I’m fascinated by this site, as a way to capture the inexpressible way I often feel.

The Dictionary of Obscure Sorrows

It is amazing, the way the writer creates these words and definitions to fit things, situations and instances I often find myself.

In them, I’m reminded of a dream I had the other day- two dreams actually, but one was basically that I was being kidnapped, which I chalk up to watching too many X-files episodes on the weekend.

The other dream? Maybe it meant something. I dreamed I was jumping Oats in the indoor arena, over impossibly high fences- like huge, 5ft fences. We were approaching, and I felt nervous, but we were jumping them!

But when I looked back over my shoulder, those huge impossible fences were now somehow smaller? And they had shrunk back to the heights I’m more used to doing.

What an interesting dream. My husband thinks that in my dream, I was facing huge obstacles that blocked my path, that made me anxious. In soaring over them, I was able to overcome the obstacle. And when I looked back, the obstacles were not as big as I had originally thought they were…They were manageable.

Very intriguing.

Wanting what others have

I had a really lovely long weekend- riding, no pressures of showing, no getting up early, just enjoying some pony time with Oats and hanging out with the critters and husband.

We went up to watch some showjumping at the local SSITS show on Sunday, and that’s when I felt it…A slight twinge of jealousy.

Do I even want to show jump? Not really! But what I do want is to compete Oats at bigger venues (even if sometimes the atmosphere trends to the rude and snobby, but let’s not go there right now) and I want to do well! UGH. Summertime is always the time of why not more? Higher?

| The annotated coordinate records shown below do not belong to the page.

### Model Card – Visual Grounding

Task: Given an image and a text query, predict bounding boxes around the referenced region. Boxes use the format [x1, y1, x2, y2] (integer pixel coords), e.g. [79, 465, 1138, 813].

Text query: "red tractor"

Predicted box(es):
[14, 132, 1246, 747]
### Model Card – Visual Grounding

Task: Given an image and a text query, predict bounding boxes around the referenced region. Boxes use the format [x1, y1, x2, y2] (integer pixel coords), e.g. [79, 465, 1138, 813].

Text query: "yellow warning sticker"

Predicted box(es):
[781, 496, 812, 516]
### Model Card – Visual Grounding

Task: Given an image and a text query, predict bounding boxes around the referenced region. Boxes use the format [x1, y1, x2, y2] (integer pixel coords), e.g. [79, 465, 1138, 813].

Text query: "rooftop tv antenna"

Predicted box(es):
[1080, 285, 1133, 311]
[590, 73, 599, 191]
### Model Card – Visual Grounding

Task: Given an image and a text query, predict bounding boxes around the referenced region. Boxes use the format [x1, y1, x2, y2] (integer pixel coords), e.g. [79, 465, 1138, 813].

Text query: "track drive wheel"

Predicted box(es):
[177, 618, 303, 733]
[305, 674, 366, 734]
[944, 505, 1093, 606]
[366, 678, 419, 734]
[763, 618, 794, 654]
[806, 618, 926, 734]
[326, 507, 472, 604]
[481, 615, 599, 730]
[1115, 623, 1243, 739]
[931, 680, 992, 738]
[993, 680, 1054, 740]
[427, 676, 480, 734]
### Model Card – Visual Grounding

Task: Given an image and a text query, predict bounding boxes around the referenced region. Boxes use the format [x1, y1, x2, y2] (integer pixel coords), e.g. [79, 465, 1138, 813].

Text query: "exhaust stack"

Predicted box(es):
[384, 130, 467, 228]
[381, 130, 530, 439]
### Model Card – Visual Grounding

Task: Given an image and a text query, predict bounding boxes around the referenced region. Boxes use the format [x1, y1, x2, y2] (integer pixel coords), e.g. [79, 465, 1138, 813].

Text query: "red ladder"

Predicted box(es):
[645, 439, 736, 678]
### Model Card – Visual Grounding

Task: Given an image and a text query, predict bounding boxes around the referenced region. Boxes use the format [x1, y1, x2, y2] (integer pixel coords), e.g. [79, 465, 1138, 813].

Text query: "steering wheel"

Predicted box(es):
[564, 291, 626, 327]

Better? It can be an ugly time of my expectations- wants- desires vastly outstripping my ‘actual’s…ie- ability, time management, money management, Oats behavioural skills, show nerves, anxiety.

I enjoyed watching the showjumping and went home, but can’t get the green-eyed monster of ‘what ifs’ out of my head.

So, I think my eventual goal is to try a hunter derby with Oats- and have fun with it! Do it at 2’3” if anything else scares me. Seek out that one fun class and try it out. Also, keep competing at the Appy shows until we’re bored at the 2’6” level, which is the highest they go to- it’s not a ‘real’ 2’6” as they are set a bit lower anyways. When I’m finished with those, I can re-calibrate my wants and desires, and see how they measure up to my real life.

This might mean bigger shows, but fewer of them. It might mean a switch to a different discipline at the same time, or keep doing a few different disciplines- dressage, baby jumpers, hunters/equitation.

I’m not in a rush, so why do I feel like I am every spring/summer/fall? Why can’t I be happy with what I have?